Why is in-person networking so difficult for translators?

I recently attended a translators’ event where the subject of in-person networking came up. The consensus seemed to be that face-to-face networking doesn’t work for translators: we don’t like doing it and we hardly ever get results. But why is this the case?

in-person networkingIt’s been claimed that translators (as opposed to interpreters) are introverts and don’t like talking about themselves or their business. My experience of attending non-translation events with other translators suggests that this is indeed true. However, it’s certainly not the case at translation events where conversations about the translation industry and our individual businesses can last for hours. So why do so many translators become shy around non-translators?

One possible reason why translators struggle with in-person networking is that they’re unsure what they hope to get out of it.

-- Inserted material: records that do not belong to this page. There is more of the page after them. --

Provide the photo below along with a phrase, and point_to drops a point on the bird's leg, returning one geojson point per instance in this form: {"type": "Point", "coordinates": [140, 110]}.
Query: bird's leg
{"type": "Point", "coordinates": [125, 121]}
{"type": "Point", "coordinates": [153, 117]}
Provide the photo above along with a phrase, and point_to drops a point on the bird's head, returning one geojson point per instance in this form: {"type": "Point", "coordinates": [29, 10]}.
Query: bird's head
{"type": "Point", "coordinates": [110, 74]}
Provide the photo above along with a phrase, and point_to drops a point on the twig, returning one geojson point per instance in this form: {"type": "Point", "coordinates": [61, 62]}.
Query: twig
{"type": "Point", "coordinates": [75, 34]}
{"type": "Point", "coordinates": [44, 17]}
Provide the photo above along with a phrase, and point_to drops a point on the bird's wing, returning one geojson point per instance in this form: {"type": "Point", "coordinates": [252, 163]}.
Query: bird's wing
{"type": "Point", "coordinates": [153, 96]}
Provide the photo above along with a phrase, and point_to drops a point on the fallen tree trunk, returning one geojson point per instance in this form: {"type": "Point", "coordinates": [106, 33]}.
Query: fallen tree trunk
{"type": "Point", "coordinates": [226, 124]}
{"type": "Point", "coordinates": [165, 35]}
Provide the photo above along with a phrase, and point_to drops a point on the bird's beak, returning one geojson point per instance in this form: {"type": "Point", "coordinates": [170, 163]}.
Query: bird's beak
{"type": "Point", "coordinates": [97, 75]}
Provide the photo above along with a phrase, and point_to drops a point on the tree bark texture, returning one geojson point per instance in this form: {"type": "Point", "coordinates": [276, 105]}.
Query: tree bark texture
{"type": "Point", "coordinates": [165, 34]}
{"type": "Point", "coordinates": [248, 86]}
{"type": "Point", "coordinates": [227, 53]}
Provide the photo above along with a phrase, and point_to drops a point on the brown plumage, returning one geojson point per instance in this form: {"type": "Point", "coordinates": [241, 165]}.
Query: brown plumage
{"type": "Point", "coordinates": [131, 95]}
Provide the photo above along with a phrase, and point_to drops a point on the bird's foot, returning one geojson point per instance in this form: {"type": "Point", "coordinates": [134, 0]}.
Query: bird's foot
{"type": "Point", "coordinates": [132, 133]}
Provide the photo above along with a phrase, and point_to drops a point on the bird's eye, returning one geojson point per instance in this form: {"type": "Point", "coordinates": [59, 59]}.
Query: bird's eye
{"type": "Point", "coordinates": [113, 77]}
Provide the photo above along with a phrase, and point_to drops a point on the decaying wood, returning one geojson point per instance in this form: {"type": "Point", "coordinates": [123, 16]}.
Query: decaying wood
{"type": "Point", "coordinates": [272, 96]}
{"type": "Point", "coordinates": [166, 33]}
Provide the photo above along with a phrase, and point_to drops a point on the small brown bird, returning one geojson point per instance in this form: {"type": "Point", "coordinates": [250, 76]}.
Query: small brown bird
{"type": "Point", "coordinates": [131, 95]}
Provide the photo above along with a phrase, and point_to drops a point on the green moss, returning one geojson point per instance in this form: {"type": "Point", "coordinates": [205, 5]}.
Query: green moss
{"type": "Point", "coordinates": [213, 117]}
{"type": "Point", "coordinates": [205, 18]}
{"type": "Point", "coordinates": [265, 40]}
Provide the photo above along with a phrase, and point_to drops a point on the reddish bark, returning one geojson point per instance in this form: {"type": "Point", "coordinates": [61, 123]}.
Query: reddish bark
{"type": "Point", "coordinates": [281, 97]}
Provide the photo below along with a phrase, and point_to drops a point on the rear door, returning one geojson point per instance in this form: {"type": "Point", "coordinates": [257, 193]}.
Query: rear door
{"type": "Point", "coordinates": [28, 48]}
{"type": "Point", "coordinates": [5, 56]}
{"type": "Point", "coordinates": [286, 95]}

Obviously, our main goal for our businesses is to have lots of clients and it can be frustrating to prepare for a networking event which we then spend precious time attending only to come away with no solid leads.

One thing I’ve noticed from reading translation blogs is that American translators appear to be more confident when it comes to in-person networking than British translators. I suspect that this is the result of wider cultural differences since the British are often more reserved than their trans-Atlantic colleagues and Americans are more willing to openly talk about and promote their services.


How to succeed at in-person networking

The speaker at the recent translators’ event I mentioned at the start of this post gave an excellent piece of advice: it might be better to think of networking events as an opportunity to make yourself known in your local area or to learn from experts in your specialist fields rather than as a chance to make a hard sale.